By day two, we'd graduated to steeper walls. Soon it was my turn to ascend Pic O' the Vic, a near-vertical, 130-foot ice wall, my most challenging climb yet. The group cheered me on as I swung my ice ax overhead, remembering to initiate a sharp downward movement from my elbow and add a flick of the wrist to nail a secure hold. The pick planted with a reassuring thunk, locking into the ice. Taking a deep breath, I swiftly kicked my right boot up and into the wall, followed by the left, sinking the razor-sharp blades of my crampons into the ice like fangs.

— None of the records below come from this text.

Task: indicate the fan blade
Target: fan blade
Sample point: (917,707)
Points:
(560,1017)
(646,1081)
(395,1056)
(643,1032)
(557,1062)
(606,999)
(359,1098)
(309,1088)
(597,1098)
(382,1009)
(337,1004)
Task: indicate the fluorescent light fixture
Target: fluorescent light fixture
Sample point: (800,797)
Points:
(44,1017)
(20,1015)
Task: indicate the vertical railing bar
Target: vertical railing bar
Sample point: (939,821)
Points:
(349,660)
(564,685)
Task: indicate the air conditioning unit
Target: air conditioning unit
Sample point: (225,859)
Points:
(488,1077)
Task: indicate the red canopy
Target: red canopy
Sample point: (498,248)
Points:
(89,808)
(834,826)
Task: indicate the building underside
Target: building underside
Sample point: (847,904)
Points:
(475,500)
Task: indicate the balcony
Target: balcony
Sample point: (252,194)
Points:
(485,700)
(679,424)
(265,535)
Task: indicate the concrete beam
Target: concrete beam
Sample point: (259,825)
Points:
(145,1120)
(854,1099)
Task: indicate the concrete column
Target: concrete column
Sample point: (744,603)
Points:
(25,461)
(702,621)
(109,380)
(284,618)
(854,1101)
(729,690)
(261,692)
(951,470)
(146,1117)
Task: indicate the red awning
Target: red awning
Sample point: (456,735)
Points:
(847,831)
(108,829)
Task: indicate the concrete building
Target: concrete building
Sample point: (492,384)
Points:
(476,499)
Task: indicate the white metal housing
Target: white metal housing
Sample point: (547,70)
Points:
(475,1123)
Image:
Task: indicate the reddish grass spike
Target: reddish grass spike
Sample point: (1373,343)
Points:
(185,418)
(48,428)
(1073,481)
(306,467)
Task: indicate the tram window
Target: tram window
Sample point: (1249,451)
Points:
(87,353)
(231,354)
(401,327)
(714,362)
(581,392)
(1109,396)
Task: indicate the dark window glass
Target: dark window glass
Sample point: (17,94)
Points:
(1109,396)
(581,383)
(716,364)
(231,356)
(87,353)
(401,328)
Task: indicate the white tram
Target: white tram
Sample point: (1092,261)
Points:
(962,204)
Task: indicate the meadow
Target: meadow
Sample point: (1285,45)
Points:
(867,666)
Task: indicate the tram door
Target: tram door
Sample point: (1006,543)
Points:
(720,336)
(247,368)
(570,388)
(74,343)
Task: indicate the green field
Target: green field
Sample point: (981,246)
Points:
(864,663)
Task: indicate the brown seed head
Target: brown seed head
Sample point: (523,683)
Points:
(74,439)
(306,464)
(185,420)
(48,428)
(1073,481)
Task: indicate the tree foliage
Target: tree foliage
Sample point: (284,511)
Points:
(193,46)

Icicles crashed down nearby — a reminder that ice is anything but predictable. The last thing I wanted to do was let go of one hand, but Calhoun encouraged me to occasionally shake out my arms to keep my blood flowing. Halfway up the 70-foot face, I considered calling it quits. But Calhoun coached me toward secure holds, and I discovered that, when I found the rhythm of two kicks and two swings, the climbing became meditative. Before I knew it, I had reached the top. I let out a big whoop of accomplishment, then realized I had to lean back, push off the ice, and get lowered down, which was almost scarier than climbing up.

A climber at Ouray Ice Park, in Colorado.
A climber at Ouray Ice Park, in Colorado. Jimena Peck

Thankfully, Ouray offers plenty of ways to burn off an adrenaline rush. Back in town, I thawed my frozen limbs and achy muscles in natural hot springs at Box Canyon Lodge & Hot Springs and sipped a Box Canyon Brown Ale from Ouray Brewery. Staring off at the snowcapped mountains, I understood Calhoun's obsession with the ice and her dedication to sharing it with others. Now that I'd scaled a frozen waterfall, I felt like I could do anything.

America's Top Ice Climbing Spots

Adirondacks, New York

Yvon Chouinard, founder of Patagonia and innovator of ice climbing tools, put this area on the map in 1969 when he ascended a route now named Chouinard's Gully. Adirondack Rock & River makes the sport accessible with lodging and an ice park exclusively for clients.

Cody, Wyoming

The South Fork of the Shoshone River Valley has one of the largest concentrations of multi-pitch ice climbs in the Lower 48. Wyoming Mountain Guides can arrange tours of the South Fork.

North Conway, New Hampshire

The International Mountain Climbing School offers guided climbs up challenging routes like Pinnacle Gully as well as clinics throughout the White Mountains.

Valdez, Alaska

Home to more than 180 ice climbing routes, both novices and pros can find a challenge here. Alaska Guide Co. leads trips all winter to well-known routes like the 600-foot Bridal Veil Falls in the climbing mecca Keystone Canyon.

A version of this story first appeared in the December 2021/January 2022 issue of Travel + Leisure under the headline Mind Over Matter.